Nous profitons d'un petit peu de temps pour nous promener dans les rues de la ville. Les magasins sont typiques : on y vend des habits de cowboys, des chapeaux, de l'artisanat indien... La gare est à deux pas, le Grand Canyon Express s'apprêtent à partir. C'est une énorme locomotive qui tracte une dizaine de wagons rutilants.
Il est 9 heures à l'horloge locale et il est temps pour nous de rejoindre l'aéroport de Grand Canyon. Nous avons rendez-vous à 10 heures 30 pour un survol en hélicoptère du Grand Canyon.
Après un film de 10 minutes présentant les regles de sécurité à observer pour voyger en hélicoptère, nous sommes prets. On nous a remis un gilets de sauvetage gonflable. La loi fédérales oblige à en porter un lorsqu'on survol un espace maritime ou un cours d'eau. C'est le cas dans le Grand Canyon, puisque 1500 mètres au dessous de nous, nous survolerons le Colorado.
Finalement, il n'y a pas que la réglementation française qui est parfois ubuesque.
Nous sommes 4 dans l'hélicoptère. C'est un couple de coréens qui nous accompagne. Nous aurons donc, dans nos casques, les commentaires sur le Grand Canyon en coréens puis en français... Notre aéronef décolle sur la musqiue de Star wars et c'est celle des Chariots de feu qui nous accompagnera sur une partie du vol. Comme grandiloquence, on ne pouvait pas faire mieux.
Bien sur, nous avons été émerveillé par ce que nous avons vu. Le Canyon est immense. Il est profond de 1500 mètres et large de 29 kilomètres. Notre hélicoptère est minuscule au milieu de ce gigantisme. Les appareils photos chauffent. Nous communiquons par signe Alain et moi car nous portons des casques et le bruit à l’intérieur de la cabine est très fort.
Quarante cinq minutes plus tard, nous sommes sur le plancher des vaches.

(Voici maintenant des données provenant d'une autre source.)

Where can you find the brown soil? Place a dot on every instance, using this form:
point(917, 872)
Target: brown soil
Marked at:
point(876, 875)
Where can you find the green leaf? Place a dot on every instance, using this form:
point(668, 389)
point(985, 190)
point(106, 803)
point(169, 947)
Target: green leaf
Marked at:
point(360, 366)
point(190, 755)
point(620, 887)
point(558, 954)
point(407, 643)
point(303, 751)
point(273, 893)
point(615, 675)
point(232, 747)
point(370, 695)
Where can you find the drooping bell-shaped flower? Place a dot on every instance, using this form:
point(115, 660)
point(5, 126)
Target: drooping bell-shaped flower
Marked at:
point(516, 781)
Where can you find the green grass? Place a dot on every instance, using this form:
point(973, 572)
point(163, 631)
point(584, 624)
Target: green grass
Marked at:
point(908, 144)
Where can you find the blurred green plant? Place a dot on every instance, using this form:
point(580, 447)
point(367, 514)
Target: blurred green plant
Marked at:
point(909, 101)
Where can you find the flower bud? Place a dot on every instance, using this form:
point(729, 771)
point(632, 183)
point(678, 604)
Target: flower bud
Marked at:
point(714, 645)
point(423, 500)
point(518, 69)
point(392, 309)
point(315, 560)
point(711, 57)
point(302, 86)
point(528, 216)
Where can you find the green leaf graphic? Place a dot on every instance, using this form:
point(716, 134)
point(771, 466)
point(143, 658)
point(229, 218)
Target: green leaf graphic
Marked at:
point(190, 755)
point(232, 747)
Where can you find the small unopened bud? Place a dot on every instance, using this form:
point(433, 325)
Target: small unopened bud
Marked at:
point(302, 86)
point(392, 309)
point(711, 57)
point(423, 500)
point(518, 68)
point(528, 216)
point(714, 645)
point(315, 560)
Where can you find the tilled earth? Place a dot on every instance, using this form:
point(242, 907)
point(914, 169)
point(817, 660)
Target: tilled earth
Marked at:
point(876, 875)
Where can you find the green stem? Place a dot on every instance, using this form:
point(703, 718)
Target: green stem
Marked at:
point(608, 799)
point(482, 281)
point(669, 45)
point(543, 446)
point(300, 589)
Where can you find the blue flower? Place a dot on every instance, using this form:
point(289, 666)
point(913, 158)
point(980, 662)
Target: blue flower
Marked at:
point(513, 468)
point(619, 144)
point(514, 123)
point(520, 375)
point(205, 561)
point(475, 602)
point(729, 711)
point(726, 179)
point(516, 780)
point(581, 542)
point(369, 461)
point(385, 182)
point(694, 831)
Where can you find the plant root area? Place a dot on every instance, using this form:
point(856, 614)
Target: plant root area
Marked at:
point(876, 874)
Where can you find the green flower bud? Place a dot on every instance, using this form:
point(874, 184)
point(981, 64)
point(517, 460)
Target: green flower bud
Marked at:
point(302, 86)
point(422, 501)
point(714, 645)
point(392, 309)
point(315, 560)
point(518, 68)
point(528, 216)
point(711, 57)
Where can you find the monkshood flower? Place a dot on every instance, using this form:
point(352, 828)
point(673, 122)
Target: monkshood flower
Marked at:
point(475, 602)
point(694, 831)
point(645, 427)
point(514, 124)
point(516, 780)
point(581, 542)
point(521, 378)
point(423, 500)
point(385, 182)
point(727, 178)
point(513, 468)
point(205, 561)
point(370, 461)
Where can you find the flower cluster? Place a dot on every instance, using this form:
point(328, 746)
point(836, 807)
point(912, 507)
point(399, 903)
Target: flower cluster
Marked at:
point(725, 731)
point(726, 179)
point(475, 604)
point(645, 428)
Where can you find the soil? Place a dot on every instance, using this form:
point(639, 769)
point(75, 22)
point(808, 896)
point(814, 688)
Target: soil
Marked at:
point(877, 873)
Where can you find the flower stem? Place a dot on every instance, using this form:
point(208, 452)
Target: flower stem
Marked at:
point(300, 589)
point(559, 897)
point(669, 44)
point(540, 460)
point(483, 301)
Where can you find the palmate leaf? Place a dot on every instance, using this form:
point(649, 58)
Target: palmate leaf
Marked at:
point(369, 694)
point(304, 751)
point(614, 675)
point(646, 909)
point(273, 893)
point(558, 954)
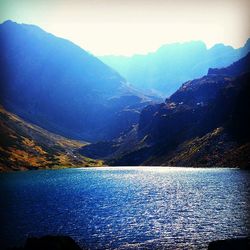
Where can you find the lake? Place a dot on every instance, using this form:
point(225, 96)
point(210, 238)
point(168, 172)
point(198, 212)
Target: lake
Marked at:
point(126, 207)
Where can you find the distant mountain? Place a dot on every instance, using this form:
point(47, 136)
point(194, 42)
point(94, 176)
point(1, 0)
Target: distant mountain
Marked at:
point(164, 70)
point(57, 85)
point(205, 123)
point(26, 146)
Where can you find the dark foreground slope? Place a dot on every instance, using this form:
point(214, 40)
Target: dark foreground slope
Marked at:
point(205, 123)
point(57, 85)
point(26, 146)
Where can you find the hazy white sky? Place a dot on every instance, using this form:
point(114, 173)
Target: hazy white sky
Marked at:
point(134, 26)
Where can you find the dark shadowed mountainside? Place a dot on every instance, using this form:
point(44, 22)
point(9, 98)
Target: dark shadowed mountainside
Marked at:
point(205, 123)
point(57, 85)
point(164, 70)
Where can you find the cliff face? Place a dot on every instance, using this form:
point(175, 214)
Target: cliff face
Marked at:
point(164, 70)
point(205, 123)
point(55, 84)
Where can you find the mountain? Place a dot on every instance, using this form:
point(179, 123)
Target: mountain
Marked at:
point(205, 123)
point(26, 146)
point(164, 70)
point(55, 84)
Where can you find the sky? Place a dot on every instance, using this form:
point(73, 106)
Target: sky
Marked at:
point(127, 27)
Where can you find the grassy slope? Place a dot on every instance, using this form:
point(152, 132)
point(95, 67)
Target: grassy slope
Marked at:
point(26, 146)
point(213, 149)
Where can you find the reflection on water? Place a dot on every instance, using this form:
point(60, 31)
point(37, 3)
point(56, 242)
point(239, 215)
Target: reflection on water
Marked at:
point(127, 207)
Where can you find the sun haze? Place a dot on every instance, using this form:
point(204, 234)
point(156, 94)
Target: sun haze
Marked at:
point(132, 27)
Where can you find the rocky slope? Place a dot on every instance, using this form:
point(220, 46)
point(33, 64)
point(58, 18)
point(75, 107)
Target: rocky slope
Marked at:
point(55, 84)
point(205, 123)
point(164, 70)
point(26, 146)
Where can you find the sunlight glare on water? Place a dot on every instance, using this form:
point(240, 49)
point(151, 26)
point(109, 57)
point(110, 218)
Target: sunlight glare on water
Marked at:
point(128, 207)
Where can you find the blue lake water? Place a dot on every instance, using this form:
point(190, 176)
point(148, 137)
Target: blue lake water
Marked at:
point(126, 207)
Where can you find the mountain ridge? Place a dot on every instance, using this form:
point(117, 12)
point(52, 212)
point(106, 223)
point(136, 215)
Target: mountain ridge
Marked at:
point(164, 70)
point(57, 85)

Pause repas chez Wendy's, un fast-food où les hamburgers sont préparés à la commande avec des steaks frais.
Visite du Canyon par une route puis une navette qui s’arrête à divers points d’observation. Le spectacle est bien sur moins saisissant que ce matin et nous sommes moins impressionnés.
Le temps est maussade tout d’un coup. Nous voyons des éclairs dans le ciel au loin et, plus près, sur le canyon. Puis nous recevons de la pluie. C’est une pluie d’orage que nous recevons, nous tentons de nous abriter sous un arbre (oui, je sais c’est dangereux) mais finalement la pluie ne dure pas longtemps et, avec la chaleur, nous sommes rapidement secs.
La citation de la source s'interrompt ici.